Dicevamo che non è affatto un mondiale chiuso. Un guasto tecnico può succedere anche sulla vettura di Piastri, e poi mancano ancora troppe gare per vedere, in un divario di 34 punti (su un totale di 249 ancora disponibili, sprint comprese), una montagna impossibile da scalare. Il problema, per Lando, può essere il fatto che finora lui e Oscar, pur guidando con stili differenti e preferenze differenti, alla fine spesso convergano nel bilancio prestazionale: e questo equilibrio non aiuta chi deve inseguire.

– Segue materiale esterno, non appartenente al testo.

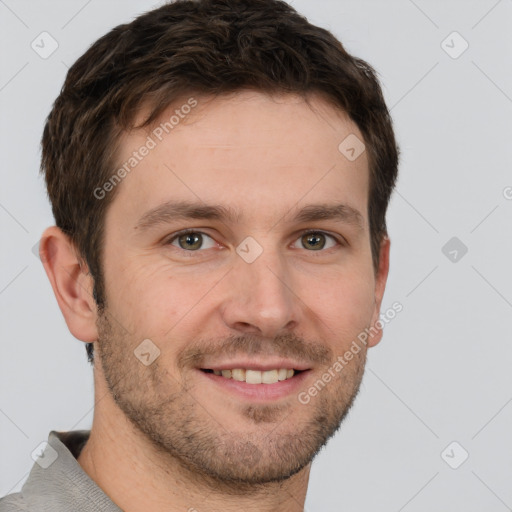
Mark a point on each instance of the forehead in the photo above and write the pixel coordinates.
(255, 153)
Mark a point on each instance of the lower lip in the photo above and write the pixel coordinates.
(260, 392)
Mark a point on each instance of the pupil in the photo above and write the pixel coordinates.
(315, 241)
(191, 241)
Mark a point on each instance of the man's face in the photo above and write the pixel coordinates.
(256, 292)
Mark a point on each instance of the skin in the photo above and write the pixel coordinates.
(163, 436)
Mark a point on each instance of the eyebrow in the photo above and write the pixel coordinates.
(172, 211)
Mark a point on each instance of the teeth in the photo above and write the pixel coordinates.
(282, 373)
(256, 376)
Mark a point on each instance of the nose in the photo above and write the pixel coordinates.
(260, 297)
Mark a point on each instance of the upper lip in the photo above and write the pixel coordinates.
(254, 364)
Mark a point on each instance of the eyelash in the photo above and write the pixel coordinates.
(339, 241)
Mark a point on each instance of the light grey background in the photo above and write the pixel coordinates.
(442, 372)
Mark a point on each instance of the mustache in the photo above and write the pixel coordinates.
(286, 346)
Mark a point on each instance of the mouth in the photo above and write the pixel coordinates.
(250, 376)
(256, 385)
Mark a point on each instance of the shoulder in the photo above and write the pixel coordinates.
(13, 503)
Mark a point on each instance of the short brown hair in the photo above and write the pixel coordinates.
(208, 47)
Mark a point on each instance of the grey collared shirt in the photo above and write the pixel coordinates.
(57, 483)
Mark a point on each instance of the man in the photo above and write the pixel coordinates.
(219, 172)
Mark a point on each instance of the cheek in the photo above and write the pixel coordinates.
(345, 302)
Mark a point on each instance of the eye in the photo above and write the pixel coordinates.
(317, 240)
(191, 241)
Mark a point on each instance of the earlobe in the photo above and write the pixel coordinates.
(380, 286)
(72, 284)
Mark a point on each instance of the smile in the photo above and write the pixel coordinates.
(255, 376)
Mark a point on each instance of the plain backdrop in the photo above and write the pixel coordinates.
(441, 374)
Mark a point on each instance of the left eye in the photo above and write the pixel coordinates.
(317, 240)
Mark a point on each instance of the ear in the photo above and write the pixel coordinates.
(71, 282)
(380, 286)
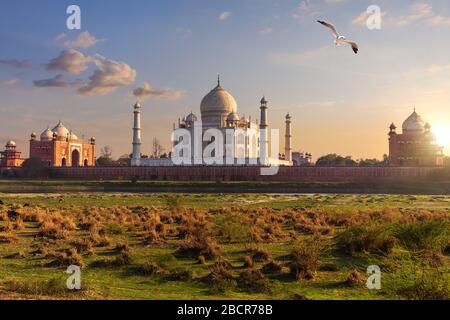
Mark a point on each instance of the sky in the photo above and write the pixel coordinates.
(168, 53)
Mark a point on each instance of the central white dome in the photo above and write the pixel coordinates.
(216, 106)
(61, 131)
(414, 123)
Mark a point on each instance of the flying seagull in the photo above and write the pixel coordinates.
(339, 40)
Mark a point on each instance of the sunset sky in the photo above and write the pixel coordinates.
(173, 50)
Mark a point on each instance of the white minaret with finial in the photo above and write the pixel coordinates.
(135, 160)
(263, 134)
(288, 139)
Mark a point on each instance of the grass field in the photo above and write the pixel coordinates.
(224, 246)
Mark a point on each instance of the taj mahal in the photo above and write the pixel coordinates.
(220, 136)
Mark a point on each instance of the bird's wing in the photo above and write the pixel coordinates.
(354, 45)
(330, 26)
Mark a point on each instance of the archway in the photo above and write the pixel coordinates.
(75, 158)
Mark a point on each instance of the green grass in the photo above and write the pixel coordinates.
(121, 283)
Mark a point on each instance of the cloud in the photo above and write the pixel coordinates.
(305, 9)
(419, 12)
(8, 82)
(362, 18)
(108, 76)
(71, 61)
(266, 31)
(83, 40)
(17, 63)
(224, 15)
(57, 82)
(146, 91)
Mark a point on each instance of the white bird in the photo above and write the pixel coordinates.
(339, 40)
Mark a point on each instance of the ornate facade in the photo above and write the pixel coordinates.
(60, 147)
(416, 146)
(250, 139)
(10, 157)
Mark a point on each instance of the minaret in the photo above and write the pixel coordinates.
(136, 135)
(263, 134)
(288, 139)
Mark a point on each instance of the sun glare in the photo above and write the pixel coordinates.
(442, 133)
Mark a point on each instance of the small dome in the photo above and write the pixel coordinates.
(47, 135)
(191, 118)
(233, 116)
(61, 130)
(414, 123)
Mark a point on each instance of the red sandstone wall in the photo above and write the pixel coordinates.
(245, 173)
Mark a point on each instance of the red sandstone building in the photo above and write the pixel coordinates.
(60, 147)
(10, 157)
(416, 146)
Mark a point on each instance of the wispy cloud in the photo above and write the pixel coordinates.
(224, 15)
(71, 61)
(83, 40)
(419, 12)
(57, 82)
(147, 91)
(17, 63)
(305, 9)
(108, 76)
(8, 82)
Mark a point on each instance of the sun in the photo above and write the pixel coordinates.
(442, 133)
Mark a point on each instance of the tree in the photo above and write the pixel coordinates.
(34, 168)
(334, 160)
(106, 152)
(157, 148)
(447, 161)
(105, 160)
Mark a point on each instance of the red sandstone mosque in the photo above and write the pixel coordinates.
(60, 147)
(416, 146)
(10, 157)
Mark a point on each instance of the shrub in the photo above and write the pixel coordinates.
(305, 258)
(261, 255)
(65, 259)
(360, 239)
(272, 267)
(248, 262)
(148, 269)
(36, 287)
(232, 228)
(220, 280)
(415, 280)
(355, 279)
(424, 235)
(8, 238)
(253, 281)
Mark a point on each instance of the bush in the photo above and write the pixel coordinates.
(261, 255)
(219, 279)
(272, 267)
(361, 239)
(253, 281)
(36, 287)
(233, 228)
(305, 258)
(424, 235)
(415, 280)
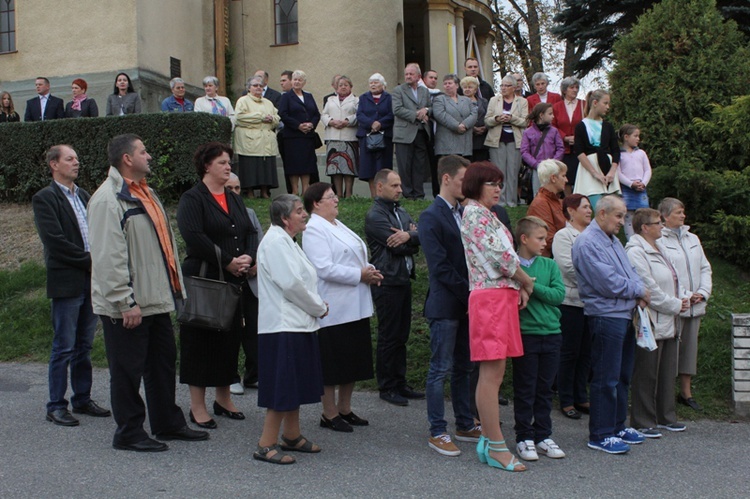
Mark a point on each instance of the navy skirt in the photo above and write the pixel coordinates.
(289, 372)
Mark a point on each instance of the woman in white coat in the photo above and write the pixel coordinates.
(344, 278)
(653, 402)
(694, 271)
(342, 146)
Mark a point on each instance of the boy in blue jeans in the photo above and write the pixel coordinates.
(534, 373)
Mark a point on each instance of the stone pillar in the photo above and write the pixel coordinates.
(460, 40)
(741, 363)
(439, 15)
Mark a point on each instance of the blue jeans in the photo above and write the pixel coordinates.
(74, 324)
(449, 342)
(612, 356)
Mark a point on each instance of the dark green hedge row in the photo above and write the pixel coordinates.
(171, 140)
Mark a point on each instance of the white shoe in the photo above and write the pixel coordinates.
(527, 450)
(550, 448)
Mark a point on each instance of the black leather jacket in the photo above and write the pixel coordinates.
(390, 261)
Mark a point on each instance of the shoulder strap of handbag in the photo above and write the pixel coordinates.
(541, 140)
(204, 265)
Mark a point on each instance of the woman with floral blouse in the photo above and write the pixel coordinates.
(499, 287)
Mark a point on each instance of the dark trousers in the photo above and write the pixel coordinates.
(393, 306)
(147, 352)
(533, 374)
(249, 339)
(575, 357)
(412, 162)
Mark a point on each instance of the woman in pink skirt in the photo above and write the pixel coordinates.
(499, 287)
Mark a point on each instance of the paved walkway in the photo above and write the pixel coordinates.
(390, 458)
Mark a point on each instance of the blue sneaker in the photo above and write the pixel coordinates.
(631, 436)
(610, 445)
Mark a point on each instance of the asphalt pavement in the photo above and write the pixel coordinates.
(390, 458)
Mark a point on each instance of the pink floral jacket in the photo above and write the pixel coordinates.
(490, 256)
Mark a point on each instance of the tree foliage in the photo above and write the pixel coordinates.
(678, 61)
(593, 26)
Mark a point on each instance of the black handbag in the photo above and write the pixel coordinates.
(375, 141)
(210, 304)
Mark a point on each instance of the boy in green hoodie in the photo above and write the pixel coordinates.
(534, 373)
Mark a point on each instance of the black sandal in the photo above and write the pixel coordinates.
(261, 454)
(294, 445)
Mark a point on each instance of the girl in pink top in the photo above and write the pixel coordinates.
(634, 173)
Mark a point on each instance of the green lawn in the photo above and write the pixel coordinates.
(25, 333)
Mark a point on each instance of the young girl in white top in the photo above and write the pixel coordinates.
(634, 173)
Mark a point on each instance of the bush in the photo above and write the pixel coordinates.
(679, 60)
(171, 140)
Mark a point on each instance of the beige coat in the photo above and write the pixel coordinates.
(252, 135)
(518, 112)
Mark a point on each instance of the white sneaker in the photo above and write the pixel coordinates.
(527, 450)
(550, 448)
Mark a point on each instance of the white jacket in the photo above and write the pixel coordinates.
(691, 265)
(287, 297)
(658, 275)
(340, 110)
(338, 255)
(562, 245)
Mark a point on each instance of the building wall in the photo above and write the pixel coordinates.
(331, 41)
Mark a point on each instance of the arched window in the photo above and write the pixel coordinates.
(286, 21)
(8, 26)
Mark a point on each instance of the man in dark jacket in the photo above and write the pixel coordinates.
(393, 241)
(60, 217)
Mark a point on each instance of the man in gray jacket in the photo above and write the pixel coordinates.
(411, 131)
(135, 282)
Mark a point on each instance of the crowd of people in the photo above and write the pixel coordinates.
(558, 296)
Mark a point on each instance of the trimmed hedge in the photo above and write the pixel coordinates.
(171, 140)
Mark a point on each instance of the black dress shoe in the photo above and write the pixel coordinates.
(393, 397)
(209, 425)
(92, 409)
(221, 411)
(354, 420)
(335, 424)
(148, 445)
(183, 433)
(408, 392)
(62, 417)
(690, 402)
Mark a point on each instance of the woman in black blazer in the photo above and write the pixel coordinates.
(300, 115)
(81, 106)
(210, 215)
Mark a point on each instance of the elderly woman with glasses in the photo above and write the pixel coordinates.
(506, 119)
(212, 102)
(653, 401)
(255, 140)
(288, 353)
(498, 285)
(344, 278)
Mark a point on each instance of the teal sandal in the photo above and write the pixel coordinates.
(261, 454)
(294, 445)
(513, 465)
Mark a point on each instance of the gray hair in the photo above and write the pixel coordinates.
(377, 77)
(668, 205)
(250, 80)
(175, 81)
(282, 207)
(569, 82)
(549, 167)
(609, 203)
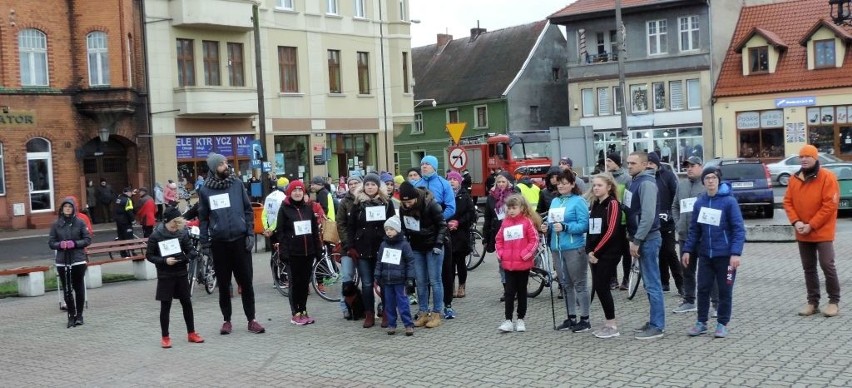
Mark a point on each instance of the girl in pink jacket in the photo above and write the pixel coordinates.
(516, 243)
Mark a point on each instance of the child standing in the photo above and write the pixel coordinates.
(515, 245)
(395, 271)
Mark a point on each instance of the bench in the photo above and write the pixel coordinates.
(98, 254)
(30, 279)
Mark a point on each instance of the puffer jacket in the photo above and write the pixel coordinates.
(187, 252)
(389, 274)
(516, 243)
(69, 228)
(724, 240)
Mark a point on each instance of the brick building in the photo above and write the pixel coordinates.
(72, 104)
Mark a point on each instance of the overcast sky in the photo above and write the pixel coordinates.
(457, 17)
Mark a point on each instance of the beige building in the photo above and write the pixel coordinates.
(336, 80)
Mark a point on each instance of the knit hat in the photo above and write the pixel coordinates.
(408, 191)
(615, 157)
(393, 223)
(809, 150)
(214, 160)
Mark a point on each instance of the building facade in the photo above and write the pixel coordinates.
(71, 94)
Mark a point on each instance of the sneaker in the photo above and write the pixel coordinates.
(685, 308)
(226, 328)
(651, 333)
(255, 327)
(606, 332)
(194, 338)
(699, 329)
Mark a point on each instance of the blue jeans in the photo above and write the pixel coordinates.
(649, 260)
(427, 271)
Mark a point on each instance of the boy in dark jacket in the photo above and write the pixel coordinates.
(394, 272)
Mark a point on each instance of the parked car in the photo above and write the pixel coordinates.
(844, 179)
(750, 182)
(782, 170)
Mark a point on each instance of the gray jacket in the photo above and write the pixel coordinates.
(686, 188)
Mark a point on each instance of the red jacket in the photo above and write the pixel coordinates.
(516, 243)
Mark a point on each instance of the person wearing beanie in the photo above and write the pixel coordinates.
(365, 231)
(226, 220)
(425, 227)
(716, 239)
(170, 250)
(811, 206)
(394, 271)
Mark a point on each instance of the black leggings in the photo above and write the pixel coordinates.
(602, 273)
(75, 300)
(166, 307)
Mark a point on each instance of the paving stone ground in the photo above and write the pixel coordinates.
(769, 345)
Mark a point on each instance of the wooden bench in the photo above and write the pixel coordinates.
(30, 279)
(98, 254)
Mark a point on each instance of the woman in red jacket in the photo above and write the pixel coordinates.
(515, 245)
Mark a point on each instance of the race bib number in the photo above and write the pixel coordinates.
(709, 216)
(513, 233)
(411, 223)
(169, 247)
(391, 256)
(301, 228)
(687, 204)
(375, 213)
(219, 201)
(595, 225)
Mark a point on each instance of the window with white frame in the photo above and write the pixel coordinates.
(32, 48)
(588, 96)
(98, 58)
(688, 27)
(657, 40)
(693, 94)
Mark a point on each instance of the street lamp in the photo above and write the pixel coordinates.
(841, 11)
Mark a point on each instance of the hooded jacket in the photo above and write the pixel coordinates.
(70, 228)
(725, 240)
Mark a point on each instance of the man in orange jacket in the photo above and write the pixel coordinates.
(811, 205)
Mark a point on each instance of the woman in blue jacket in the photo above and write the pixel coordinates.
(567, 223)
(716, 239)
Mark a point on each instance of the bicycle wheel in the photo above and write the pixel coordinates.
(477, 250)
(633, 279)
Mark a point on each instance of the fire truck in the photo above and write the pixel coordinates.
(518, 153)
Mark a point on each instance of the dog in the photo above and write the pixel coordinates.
(354, 301)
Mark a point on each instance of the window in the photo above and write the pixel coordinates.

Sfuma la quinta doppietta consecutiva
E’ un paradosso che la doppietta non sia arrivata in una delle gara in cui la MCL39 era stata più dominante. Sin dalle libere 1, Zandvoort si era confermata pista McLaren: le curve da media velocità, numerose in Olanda e terreno di caccia ideale per le vetture papaya, non avevano lasciato scampo a nessuno. Il sogno di raggiungere la quinta doppietta consecutiva (mai successo nella storia del team) è sfumato a 7 giri dal termine, macchiando una corsa che le MCL39 erano state in grado di dominare. Se il distacco non è mai diventato esorbitante, è perché ci sono state troppe interruzioni per far diventare il gap inesorabile: ma le MCL39, per dire, hanno corso tutta la gara con una mescola di svantaggio (anche se, alla lunga, la mescola più dura pagava, soprattutto nel lungo primo stint) rispetto a Verstappen, così come nel finale: all’ultima ripartenza i primi inseguitori avevano una soft usata contro la hard usata di Piastri, eppure Oscar guadagnava comunque su tutti. Toto l’ha chiamata “un’umiliazione per tutti”, ed ha ragione: una superiorità tecnica pazzesca. La MCL39 ha carico, bilanciamento, stabilità, gestione delle gomme: un repertorio impeccabile. Ha tutto, questa McLaren: anche il desiderio di dare ai suoi piloti il massimo delle “pari opportunità”. Solo che, a volte, non basta neanche la volontà: nelle corse, è così.